Finance Secretary Carlos G. Dominguez III said the government is on track to achieving its targets for high growth and economic inclusion as it continues to enjoy a sound fiscal position notwithstanding the massive investments in its centerpiece “Build, Build, Build” (BBB) infrastructure program.
Dominguez said the higher excise revenue take from the implementation of the Tax Reform for Acceleration and Inclusion (TRAIN) law should rise further with the succeeding packages of the Comprehensive Tax Reform Program (CTRP) that the Department of Finance is pushing in Congress.
He added the shift to tariff from quantitative restrictions (QR) on rice imports should also give an extra lift to revenues and pull down the retail cost of the staple for the benefit of low-income families.
“All in all, we remain in a good fiscal position notwithstanding the massive investments the BBB program entails. We are well on our way to achieving all our growth and economic inclusion targets. Our optimism is supported by our prudence. The future looks well,” Dominguez said.
He also added that an even more aggressive spending from hereon on the infrastructure program and other poverty-reduction initiatives would allow the government to hit its target GDP expansion of 7 percent or better and reduce the poverty incidence of 14 percent of the population over the
The Philippine Statistics Authority earlier announced GDP growth averaging 6.8 percent in the first quarter. The industry sector posted the fastest growth of 7.9 percent, while the services sector expanded 7.0 percent and agriculture by 1.5 percent.
The services sector had the highest contribution to GDP expansion with 4.0 percentage points, followed by industry with 2.7 percentage points and agriculture with 0.1 percentage points.
Dominguez said that in the first quarter this year, government revenues reached P619.8 billion, a 16-percent year-on-year increase and also 16 percent above the January-to-March target.

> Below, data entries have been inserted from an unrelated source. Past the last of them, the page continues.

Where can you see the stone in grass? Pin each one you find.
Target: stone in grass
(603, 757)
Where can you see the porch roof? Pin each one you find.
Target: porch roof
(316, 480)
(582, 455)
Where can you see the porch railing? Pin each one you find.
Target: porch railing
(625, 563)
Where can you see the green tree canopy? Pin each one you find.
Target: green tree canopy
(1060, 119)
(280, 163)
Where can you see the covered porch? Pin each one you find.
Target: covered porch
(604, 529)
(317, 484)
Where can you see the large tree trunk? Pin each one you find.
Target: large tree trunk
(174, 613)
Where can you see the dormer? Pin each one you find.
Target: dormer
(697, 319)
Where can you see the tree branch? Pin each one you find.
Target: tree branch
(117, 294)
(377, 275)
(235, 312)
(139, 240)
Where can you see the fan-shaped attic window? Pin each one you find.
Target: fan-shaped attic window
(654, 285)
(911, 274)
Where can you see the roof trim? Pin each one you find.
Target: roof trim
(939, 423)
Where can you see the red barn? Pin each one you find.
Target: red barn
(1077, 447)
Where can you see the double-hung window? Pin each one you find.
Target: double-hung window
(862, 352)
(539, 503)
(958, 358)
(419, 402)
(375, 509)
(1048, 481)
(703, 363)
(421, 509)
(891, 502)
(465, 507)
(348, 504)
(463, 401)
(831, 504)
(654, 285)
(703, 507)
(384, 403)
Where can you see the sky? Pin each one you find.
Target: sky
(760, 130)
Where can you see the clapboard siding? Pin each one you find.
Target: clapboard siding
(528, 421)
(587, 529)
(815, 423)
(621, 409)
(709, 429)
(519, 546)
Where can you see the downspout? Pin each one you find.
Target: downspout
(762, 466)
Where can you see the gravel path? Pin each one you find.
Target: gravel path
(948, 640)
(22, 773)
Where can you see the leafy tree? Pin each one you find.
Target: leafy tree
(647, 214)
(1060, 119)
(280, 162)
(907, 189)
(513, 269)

The Bureau of Internal Revenue collected P423.1 billion, which was 14 percent higher than in the first quarter last year and 17 percent more than the programmed collection. The Bureau of Customs collected P129.8 billion, or a 25-percent hike from collections in the first quarter of the previous year.
“Our revenue collection from excise taxes introduced under TRAIN exceeded expectation. We believe it will continue doing so. We expect an average of 15.1-percent growth in revenues from 2018 to 2022. From 14.2 percent in 2017, we expect our tax effort to increase to 16.6 percent of GDP by 2022,” he said.
The finance chief also said national government spending expanded by 30 percent year-on-year to P313 billion in March.
“For the second straight month, disbursements outpaced revenues. We registered a P162.2-billion deficit in the first three months of the year. While significantly higher than the deficit recorded for the same period last year, our deficit falls within the programmed 3 percent of GDP,” he added.
Additional revenues will be provided by succeeding CTRP packages supplemented by an additional motor vehicle user charge now being considered by a technical working group at the House of Representatives, the removal of the value-added tax exemptions on domestic coal and on gaming, the proposal in Congress for a sharper increase in sin taxes, and the shift from QR on rice to tariff.